Praline sponge cake

Ingredients:

For the sponge cake:
4 eggs
120g sugar
120g sifted flour
1 teaspoon vanilla extract (optional)
1 pinch salt

For the praline cream:
200g praline (see homemade praline recipe above)
200g softened butter
150g full-fat liquid cream
50g icing sugar
For the syrup (optional, to soak the sponge cake):
100ml water
50g sugar
1 tablespoon liqueur (optional)

Decoration:
Pramine powder or caramelized hazelnut/almond pieces
Chocolate shavings (optional)

Instructions:

1. Preparing the sponge cake:

Beat the eggs and sugar:
Preheat the oven to 180°C and line a cake tin with baking paper.
In a large bowl, beat the eggs with the sugar in a bain-marie (over a pan of hot water) until the mixture doubles in volume, becomes pale and foamy. Remove from the bain-marie and continue to whisk until cooled.

Add the flour:
Sift the flour and gently incorporate it into the egg mixture using a spatula or rubber spatula, being careful not to break the foam.
Pour the batter into the mold and bake for 20 to 25 minutes, until the sponge is golden and a toothpick inserted in the center comes out clean.
Let the sponge cool on a rack, then cut it in half horizontally.

2. Preparation of the praline cream:

Beat the butter and the praline:
In a bowl, beat the softened butter with the praline until creamy and homogeneous.

Add the cream and icing sugar:
Incorporate the liquid cream and icing sugar into the mixture, then continue to whisk until smooth.

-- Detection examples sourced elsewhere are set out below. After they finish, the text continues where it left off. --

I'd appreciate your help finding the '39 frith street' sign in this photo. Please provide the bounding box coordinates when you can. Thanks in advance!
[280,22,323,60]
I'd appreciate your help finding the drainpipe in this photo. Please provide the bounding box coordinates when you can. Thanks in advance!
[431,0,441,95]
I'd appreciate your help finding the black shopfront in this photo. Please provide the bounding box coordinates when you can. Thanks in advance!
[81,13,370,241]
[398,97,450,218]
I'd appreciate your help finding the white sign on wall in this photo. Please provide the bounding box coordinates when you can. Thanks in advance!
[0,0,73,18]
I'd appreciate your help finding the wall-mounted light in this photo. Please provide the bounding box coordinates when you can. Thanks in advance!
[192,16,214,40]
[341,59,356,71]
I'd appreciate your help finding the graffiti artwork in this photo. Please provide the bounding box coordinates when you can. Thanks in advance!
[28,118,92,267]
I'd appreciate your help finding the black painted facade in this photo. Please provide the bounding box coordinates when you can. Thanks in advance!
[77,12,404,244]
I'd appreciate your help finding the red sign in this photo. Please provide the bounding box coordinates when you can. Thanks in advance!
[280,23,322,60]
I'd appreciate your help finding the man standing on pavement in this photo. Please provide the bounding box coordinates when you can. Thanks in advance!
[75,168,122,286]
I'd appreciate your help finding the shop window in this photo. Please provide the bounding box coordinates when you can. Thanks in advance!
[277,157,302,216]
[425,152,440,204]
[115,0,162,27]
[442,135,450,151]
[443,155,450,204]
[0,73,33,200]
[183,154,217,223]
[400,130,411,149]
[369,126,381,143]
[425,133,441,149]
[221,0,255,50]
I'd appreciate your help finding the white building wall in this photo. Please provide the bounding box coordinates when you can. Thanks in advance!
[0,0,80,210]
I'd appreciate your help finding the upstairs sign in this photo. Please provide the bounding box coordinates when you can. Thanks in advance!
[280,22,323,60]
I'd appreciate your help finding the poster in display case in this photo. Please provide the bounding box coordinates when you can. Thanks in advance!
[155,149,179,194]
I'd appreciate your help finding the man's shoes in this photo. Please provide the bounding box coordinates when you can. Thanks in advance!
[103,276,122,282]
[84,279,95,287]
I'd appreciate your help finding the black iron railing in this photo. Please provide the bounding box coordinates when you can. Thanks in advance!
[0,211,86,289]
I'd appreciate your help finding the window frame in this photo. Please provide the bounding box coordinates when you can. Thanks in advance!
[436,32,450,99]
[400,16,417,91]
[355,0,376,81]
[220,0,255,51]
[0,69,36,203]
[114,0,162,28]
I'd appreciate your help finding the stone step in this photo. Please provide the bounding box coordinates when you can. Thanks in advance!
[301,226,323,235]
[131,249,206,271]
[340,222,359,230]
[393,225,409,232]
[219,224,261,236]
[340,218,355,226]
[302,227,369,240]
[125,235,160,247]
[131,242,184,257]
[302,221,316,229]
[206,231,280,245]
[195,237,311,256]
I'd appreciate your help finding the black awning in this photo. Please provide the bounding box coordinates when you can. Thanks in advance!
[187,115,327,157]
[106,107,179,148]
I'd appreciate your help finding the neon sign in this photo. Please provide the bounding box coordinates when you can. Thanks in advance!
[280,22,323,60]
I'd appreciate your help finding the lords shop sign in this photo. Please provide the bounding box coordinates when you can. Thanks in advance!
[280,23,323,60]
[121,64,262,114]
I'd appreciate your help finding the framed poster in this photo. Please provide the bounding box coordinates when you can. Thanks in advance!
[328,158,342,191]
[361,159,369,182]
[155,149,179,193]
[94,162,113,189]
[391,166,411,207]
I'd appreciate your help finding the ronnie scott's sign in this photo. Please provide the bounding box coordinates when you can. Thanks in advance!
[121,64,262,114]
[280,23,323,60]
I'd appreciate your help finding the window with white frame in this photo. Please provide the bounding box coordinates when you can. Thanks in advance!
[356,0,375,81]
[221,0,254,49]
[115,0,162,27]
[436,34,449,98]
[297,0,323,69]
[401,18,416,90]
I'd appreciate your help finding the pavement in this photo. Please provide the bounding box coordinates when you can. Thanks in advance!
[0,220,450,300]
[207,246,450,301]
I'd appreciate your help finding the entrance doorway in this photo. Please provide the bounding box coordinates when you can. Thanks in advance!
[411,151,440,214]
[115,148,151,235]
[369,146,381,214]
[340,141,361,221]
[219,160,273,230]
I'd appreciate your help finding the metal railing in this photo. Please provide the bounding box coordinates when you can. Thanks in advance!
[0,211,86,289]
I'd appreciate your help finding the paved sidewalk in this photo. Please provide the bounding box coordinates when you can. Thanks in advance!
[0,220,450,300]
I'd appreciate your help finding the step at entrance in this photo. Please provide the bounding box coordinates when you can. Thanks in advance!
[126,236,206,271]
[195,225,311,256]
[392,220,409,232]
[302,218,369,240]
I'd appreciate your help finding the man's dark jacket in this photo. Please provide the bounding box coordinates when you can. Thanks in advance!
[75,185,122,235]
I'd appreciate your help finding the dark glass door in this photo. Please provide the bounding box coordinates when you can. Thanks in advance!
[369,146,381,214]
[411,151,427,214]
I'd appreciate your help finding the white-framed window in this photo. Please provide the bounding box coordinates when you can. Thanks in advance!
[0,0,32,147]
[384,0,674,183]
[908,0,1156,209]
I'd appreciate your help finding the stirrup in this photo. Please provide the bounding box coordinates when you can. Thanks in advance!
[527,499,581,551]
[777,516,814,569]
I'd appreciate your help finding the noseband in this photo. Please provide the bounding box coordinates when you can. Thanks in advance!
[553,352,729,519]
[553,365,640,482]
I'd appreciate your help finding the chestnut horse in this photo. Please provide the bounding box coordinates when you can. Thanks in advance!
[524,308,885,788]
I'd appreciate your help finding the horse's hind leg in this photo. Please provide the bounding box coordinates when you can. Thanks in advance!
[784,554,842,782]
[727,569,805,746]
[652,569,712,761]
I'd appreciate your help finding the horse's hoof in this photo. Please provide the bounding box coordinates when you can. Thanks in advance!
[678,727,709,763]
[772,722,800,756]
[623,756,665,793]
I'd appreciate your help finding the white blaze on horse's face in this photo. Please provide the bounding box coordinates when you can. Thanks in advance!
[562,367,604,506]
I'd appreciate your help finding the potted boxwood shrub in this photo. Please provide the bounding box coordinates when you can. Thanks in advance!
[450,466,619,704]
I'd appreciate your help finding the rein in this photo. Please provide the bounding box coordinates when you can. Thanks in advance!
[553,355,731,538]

3. Prepare the syrup (optional):
In a small saucepan, bring the water and sugar to the boil to dissolve the sugar. Remove from the heat and add the liqueur if desired. Let cool.

4. Assemble the cake:

Soak the sponge cake (optional):
If you are using the syrup, lightly soak the two halves of the sponge cake with the syrup using a brush to add softness.


Garnish with praline cream:
Spread a generous layer of praline cream on the first half of the sponge cake.
Place the second half of the sponge cake on top and spread the remaining praline cream on the top and sides of the cake.

5. Decoration:

Add praline and sprinkles:
Sprinkle the cake with praline powder or caramelized hazelnut/almond sprinkles to add crunch.

Optional:
Decorate with chocolate shavings or a drizzle of melted chocolate.

6. Refrigeration:
Refrigerate the cake for at least an hour before serving to allow the praline cream to firm up.
History of Praline sponge cake:

Genoise is a soft and spongy dough, very commonly used in baking to make designer cakes.
"We should say a sponge cake or a sponge cake made from sponge cake dough. At the end of the 1830s, Auguste Julien, chef at Chiboust, on a trip to Bordeaux to see the pastry chef Lorsa, saw an Italian worker from Genoa beating the biscuit over a low heat. Upon his return, he carried out numerous experiments and, in homage to the worker, he named the dough "Génoise".
Then he had the idea of ​​incorporating butter into it, which would give, after his departure from Chiboust, the "régent" in which he also included almonds. Finally, in 1844, Auguste Julien opened a pastry shop with Arthur, his older brother, on the corner of 27 rue Vivienne and rue des Filles-Saint-Thomas, and when, in 1852, the youngest brother, Narcisse, joined them, they created together with this sponge cake, the "Three Brothers", a pastry which would be the most famous until the end of the 19th century".